A stagnant dispersive zone represents another type of immobile storage zone (in addition to a matrix diffusion zone) that can act to disperse solute transport in a Pipe.
The stagnant dispersive zone was designed to be used to represent the low-velocity or “stagnant” pores or regions within the plane of a fracture, or within a porous medium. Such zones are likely to exist in many types of subsurface systems. For example, for an aquifer under a uniform head gradient, the seepage velocity varies with the square of pore aperture, so in a medium with variable pore sizes it is possible for smaller pores to have a very low velocity, and hence act as a sort of storage zone.
For this kind of storage zone, interchange between the mobile zone and the storage zone may actually occur by both advective and diffusive processes. For relatively high gradient, short-term systems (such as those associated with tracer tests), the advective interchange will typically dominate the system, whereas for longer time periods under lower gradients the diffusive exchange process may dominate. (As represented in GoldSim, however, only advective exchange between the stagnant and the mobile zone is simulated.)
Note that it is actually this type of physical model that is represented when a classic “dispersivity” factor is used to describe solute dispersion. In reality, there is a continuum of velocities within a pathway (i.e., a continuum of “dispersive storage zones”). The classic dispersivity parameter is simply a factor that corrects for the fact that we typically model flow at a macro-scale, rather than a micro-scale (in which all of the dispersive zones are explicitly represented).

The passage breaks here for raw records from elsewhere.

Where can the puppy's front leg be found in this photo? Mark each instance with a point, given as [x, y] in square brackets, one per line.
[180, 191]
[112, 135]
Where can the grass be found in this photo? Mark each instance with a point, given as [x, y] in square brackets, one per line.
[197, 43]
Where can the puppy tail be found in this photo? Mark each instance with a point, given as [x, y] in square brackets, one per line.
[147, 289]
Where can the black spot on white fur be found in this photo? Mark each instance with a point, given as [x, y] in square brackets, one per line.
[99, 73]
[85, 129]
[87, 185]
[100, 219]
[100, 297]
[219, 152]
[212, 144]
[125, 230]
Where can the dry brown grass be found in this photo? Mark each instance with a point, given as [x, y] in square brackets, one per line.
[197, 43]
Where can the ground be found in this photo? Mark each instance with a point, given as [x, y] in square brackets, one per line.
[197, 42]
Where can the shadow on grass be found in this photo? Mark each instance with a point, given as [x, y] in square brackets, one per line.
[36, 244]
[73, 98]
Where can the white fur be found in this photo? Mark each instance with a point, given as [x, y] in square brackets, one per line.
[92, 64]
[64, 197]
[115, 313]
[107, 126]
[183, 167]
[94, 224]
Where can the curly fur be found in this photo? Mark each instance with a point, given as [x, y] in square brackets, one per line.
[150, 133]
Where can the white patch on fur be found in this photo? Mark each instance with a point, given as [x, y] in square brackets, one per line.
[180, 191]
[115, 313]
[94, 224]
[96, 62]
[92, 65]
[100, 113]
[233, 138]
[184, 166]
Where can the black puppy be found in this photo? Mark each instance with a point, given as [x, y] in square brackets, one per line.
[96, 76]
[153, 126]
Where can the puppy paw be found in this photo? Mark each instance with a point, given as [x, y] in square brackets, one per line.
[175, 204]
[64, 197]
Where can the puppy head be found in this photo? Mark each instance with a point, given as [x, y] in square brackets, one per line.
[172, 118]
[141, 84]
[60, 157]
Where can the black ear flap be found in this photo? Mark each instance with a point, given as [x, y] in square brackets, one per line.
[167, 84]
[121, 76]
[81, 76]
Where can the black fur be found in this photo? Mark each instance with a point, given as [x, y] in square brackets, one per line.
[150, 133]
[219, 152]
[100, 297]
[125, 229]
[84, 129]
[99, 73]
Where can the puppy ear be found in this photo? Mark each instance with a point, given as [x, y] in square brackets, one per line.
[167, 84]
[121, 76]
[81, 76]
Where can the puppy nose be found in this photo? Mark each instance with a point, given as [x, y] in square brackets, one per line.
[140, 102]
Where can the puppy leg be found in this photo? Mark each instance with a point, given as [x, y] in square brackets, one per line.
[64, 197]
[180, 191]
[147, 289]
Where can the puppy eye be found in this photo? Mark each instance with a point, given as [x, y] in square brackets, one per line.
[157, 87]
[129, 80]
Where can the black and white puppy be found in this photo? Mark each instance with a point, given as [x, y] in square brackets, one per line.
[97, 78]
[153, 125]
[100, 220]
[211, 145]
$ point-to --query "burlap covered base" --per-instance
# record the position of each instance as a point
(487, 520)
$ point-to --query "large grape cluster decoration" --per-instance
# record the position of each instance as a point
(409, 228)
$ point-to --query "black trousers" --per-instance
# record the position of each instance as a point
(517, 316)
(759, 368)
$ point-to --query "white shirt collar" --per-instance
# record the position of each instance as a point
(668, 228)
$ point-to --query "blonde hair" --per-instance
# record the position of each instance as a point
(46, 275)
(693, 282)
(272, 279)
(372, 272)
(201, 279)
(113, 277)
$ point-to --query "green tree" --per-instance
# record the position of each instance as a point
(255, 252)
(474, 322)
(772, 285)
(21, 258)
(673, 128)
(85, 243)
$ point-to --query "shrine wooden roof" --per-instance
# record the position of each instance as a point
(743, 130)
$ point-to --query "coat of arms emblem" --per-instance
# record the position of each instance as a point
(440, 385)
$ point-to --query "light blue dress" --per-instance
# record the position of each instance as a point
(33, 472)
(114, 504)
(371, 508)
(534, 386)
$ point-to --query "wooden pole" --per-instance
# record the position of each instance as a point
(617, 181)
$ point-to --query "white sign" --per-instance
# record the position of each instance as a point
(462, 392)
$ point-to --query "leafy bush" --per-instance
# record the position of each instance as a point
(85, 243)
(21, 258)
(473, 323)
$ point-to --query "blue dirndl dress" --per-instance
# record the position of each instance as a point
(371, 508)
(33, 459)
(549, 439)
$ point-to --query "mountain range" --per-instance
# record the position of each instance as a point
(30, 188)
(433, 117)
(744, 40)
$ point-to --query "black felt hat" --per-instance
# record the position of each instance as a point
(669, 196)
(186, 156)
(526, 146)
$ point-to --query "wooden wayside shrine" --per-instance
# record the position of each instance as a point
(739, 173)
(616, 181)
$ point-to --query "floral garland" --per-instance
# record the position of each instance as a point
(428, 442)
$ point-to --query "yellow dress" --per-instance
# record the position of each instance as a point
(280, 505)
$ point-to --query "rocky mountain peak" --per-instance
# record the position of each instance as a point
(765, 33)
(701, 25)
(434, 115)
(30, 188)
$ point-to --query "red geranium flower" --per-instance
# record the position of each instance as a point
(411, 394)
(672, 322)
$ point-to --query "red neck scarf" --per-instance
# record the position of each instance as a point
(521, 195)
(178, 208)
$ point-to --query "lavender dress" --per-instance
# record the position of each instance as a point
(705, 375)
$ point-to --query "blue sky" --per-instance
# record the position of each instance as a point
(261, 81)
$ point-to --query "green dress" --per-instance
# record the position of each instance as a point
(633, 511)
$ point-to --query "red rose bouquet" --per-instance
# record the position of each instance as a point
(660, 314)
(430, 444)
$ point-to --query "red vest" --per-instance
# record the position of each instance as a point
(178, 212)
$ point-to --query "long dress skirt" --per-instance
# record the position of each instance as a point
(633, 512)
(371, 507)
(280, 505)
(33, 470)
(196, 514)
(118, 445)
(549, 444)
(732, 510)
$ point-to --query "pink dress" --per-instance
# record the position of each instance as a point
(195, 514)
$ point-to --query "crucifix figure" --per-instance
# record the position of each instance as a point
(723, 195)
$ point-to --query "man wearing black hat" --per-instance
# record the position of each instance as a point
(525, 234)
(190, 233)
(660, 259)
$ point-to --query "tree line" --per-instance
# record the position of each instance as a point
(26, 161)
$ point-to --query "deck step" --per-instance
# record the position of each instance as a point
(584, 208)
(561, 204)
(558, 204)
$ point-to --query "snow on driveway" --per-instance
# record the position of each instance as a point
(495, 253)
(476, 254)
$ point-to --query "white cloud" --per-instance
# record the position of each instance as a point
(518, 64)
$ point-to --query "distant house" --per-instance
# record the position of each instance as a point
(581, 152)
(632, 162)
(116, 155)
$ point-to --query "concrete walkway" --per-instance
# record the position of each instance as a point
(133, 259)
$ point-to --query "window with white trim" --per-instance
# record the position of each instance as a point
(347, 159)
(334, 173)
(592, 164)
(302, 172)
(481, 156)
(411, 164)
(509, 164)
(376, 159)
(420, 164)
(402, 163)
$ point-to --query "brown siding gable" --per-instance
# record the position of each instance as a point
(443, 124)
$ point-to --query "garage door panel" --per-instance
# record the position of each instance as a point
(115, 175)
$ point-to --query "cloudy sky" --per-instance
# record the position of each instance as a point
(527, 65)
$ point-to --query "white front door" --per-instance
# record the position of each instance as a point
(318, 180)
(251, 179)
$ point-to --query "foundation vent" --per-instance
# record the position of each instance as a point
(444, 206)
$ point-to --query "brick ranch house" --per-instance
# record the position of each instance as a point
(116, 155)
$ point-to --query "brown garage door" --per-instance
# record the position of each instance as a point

GoldSim allows the user to explicitly represent a single stagnant dispersive zone in a one-dimensional pathway. The user must specify the fraction of the pathway which is assumed to be “stagnant”. As noted by its name, this portion of the pathway is assumed to have negligible advective velocity. It can be filled with a porous medium (to which species can sorb) , which may be different from that in the mobile zone of the pathway (i.e., the infill medium). Transfer between the stagnant zone and the mobile zone is advective, and thus varies proportionately to the quantity of fluid flowing through the pathway. The constant of proportionality (referred to herein as the transfer rate), has dimensions of inverse length, and is defined as the probability of an individual solute molecule moving from the mobile zone to the stagnant zone, per length of distance traveled in the mobile zone.
Because the transfer rate is proportional to the flow rate in the pathway, this type of mobile-storage zone transfer is qualitatively different from transfer between the mobile zone and matrix diffusion zones. A stagnant dispersive zone acts to disperse solute flowing in the pathway in a unique manner. In the limit where the product of the transfer rate and the pathway length is much greater than one, a stagnant dispersive zone produces a dispersion profile identical to that associated with the conventional advection-dispersion equation. However, if this product is not significantly greater than one, it produces a highly asymmetric dispersion profile, characterized by a sharp leading edge and an elongated tail in the breakthrough curve (similar to that resulting from the presence of matrix diffusion zones).
The figure below illustrates the effect of a stagnant dispersive zone on the breakthrough of a slug input (in this case, the product of the transfer rate and pathway length is less than 1).
Note that if the total area and the flow rate of the pathway is held constant while the fraction of the pathway which is stagnant is increased (as in the figure shown above), the mean breakthrough curve is actually shifted to the left (shorter times), since the effective area of the mobile zone is decreased, and hence the velocity in the path is increased.